Happiness at McArthur Lake, it’s unreal

We spend some minutes here, watching the amazing waters of the lake, still having a hard time believing the colour of that is not some joke of our minds.

Then, screams and shouts coming from the shore distract us and we see a group of british senior having a dive in this frozen turquoise waters, naked and careless of our presence. They sure are some pretty tough men and one after another they have their jump. We think about it for just one second, but we are too good in our warm clothes.
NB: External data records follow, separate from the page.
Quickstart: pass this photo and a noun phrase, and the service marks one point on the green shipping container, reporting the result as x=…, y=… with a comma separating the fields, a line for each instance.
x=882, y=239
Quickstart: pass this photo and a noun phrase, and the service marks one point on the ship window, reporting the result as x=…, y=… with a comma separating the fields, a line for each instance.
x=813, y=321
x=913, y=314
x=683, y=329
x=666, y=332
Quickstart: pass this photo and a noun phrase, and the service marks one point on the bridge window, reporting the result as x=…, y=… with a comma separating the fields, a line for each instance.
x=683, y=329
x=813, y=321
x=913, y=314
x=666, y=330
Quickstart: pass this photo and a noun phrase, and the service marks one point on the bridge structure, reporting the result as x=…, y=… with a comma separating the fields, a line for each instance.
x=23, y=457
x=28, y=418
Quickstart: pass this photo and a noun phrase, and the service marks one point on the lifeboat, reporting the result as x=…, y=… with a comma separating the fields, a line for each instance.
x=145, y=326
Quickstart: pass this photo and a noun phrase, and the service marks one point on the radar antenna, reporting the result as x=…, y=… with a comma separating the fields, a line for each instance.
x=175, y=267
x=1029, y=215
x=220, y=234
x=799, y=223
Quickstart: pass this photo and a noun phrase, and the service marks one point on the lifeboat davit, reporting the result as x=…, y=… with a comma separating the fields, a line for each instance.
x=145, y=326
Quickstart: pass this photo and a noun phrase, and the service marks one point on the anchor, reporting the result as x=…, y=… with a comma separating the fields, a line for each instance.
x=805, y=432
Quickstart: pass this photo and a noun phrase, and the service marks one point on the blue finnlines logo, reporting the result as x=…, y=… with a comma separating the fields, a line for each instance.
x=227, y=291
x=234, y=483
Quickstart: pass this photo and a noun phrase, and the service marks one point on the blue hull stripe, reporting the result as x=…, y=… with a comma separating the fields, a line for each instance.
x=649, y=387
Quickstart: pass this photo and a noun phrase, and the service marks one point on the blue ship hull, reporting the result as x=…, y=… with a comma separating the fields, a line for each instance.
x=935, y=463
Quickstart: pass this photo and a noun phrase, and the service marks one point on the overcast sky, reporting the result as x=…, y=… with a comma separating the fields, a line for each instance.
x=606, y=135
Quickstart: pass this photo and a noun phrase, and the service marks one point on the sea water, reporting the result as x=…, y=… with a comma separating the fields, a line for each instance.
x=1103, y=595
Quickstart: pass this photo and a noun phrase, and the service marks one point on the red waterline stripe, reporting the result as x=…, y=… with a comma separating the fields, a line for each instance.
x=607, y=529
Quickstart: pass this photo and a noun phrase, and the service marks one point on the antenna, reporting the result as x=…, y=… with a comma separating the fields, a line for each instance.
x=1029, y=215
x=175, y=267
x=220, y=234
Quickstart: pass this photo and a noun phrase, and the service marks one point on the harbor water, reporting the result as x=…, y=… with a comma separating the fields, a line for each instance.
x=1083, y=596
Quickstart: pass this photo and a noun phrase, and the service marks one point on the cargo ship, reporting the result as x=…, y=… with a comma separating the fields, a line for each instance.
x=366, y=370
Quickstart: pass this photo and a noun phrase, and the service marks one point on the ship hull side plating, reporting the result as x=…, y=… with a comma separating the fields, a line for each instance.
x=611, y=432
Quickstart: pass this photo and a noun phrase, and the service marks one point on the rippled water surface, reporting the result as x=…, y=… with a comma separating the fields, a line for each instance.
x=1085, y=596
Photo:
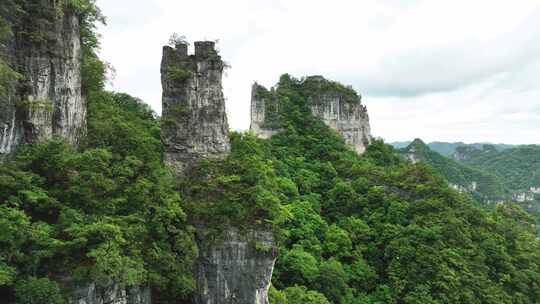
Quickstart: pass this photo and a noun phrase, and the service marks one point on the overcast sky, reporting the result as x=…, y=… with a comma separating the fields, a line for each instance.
x=439, y=70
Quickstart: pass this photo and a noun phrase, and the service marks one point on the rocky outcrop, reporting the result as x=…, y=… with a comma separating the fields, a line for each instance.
x=92, y=294
x=237, y=269
x=334, y=105
x=47, y=100
x=194, y=121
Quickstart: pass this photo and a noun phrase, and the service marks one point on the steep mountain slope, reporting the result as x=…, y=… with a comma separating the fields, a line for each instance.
x=109, y=222
x=447, y=148
x=483, y=186
x=518, y=168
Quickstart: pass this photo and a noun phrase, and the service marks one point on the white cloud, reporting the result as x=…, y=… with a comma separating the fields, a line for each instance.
x=440, y=70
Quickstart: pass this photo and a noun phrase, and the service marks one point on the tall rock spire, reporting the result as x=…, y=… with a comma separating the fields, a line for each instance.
x=194, y=121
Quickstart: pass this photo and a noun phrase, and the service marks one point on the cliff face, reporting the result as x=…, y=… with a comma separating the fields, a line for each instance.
x=336, y=108
x=237, y=270
x=194, y=118
x=114, y=295
x=47, y=100
x=194, y=126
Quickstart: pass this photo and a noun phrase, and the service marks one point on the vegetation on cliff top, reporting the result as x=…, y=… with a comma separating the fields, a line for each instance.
x=483, y=186
x=352, y=229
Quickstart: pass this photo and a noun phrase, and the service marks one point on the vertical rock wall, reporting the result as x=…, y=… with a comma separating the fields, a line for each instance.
x=194, y=126
x=350, y=119
x=194, y=121
x=91, y=294
x=47, y=100
x=236, y=270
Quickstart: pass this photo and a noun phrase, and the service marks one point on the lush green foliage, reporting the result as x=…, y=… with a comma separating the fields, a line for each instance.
x=242, y=190
x=485, y=187
x=448, y=149
x=107, y=214
x=352, y=230
x=518, y=167
x=377, y=229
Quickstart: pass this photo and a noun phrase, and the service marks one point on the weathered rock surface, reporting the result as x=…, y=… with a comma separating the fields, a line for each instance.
x=113, y=295
x=194, y=126
x=48, y=100
x=236, y=270
x=194, y=118
x=349, y=118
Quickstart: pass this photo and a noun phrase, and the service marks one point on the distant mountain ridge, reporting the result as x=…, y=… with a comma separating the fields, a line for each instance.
x=490, y=173
x=449, y=148
x=483, y=186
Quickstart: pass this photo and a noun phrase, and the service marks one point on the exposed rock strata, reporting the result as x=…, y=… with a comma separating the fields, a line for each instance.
x=238, y=269
x=349, y=118
x=113, y=295
x=194, y=118
x=47, y=100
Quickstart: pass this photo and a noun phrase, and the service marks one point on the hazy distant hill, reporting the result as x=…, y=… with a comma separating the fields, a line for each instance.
x=490, y=173
x=447, y=148
x=484, y=186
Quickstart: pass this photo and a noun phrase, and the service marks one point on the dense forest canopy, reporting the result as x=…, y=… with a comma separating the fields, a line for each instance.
x=352, y=229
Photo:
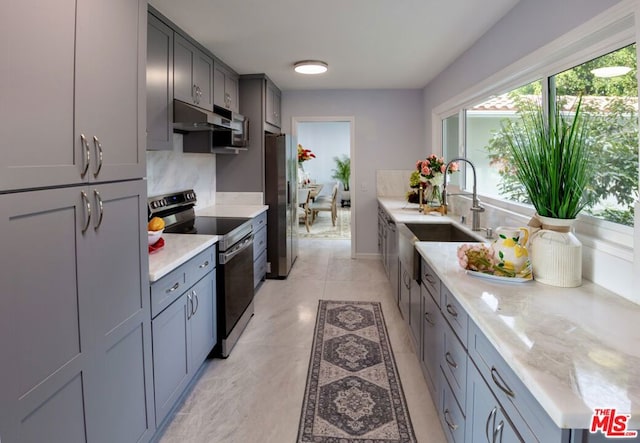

A snack, bananas and chocolate, and we hit the trail again.

Lake McArthur

The unbelievable turquoise of the McArthur Lake, breathtaking

Right on time to catch the bus, we are back again at Lake O’Hara, walking by the Alpine Club of Canada, the Elisabeth Parker Hut, three little huts in a meadow, some kind of the Paradise on Earth.


Elisabeth Parker Hut, the little paradise of the CAA

In time for the bus, we still have time to enjoy Lake O’Hara for a little while more, it is not that bad in the end. Then, it’s time to get in line.

lake o'hara

A last goodbye to Lake O’Hara

We really do catch the bus – the last available spots – and we end up on the luggage compartment, seated between bags and backpacks, but better this then walking all the way back, even because our day is still not done.

Some weeks ago, indeed, we went visiting the Moraine Lake and we found it so crowded. So we have resolved to come back again, in the evening maybe, just to have a little spot all for ourselves.

And since the lake is on our way back, why not to go!

Lake Moraine

The Moraine Lake, how to end in the best way possible an already amazing day

We walk along the shore up to the end of the lake, where a river flows in this marvellous waters and there, we have a good dinner with some soup and some baby carrots, then we relax and enjoy the first lights of the sunset from the little hill at the beginning of the lake.

Lake Moraine

A wonderful, still, glass-like pool of water, it’s the Moraine Lake

Our day is almost done, we have seen more lakes today than in the last whole week. We have no rush to come back, so we decide to drive on the Bow Valley Parkway, to enjoy a little more this lovely nature.

The perfect choice I would say: just minutes after entering it, we stop and stare to a big, fierce deer, with a huge pair of antlers, half moulted and slightly bloodish. It’s a little bit grim, unusual for sure, but still beautiful. It’s nature afterall.


Our first deer, big and with a nice huge pair of antlers

We are pretty much satisfied by the day by now. It has been a super full day, marked by the discoveries and the natural beauties, we are enjoying our drive back at night when, just a pair of kilometers from home, we get aware of some dim Northern Lights!!!

Yep, it’s really dim, coming and going every now and then, but here it is, and finally another dream comes true.

We can definetly go to sleep happy and satisfied, so so happy.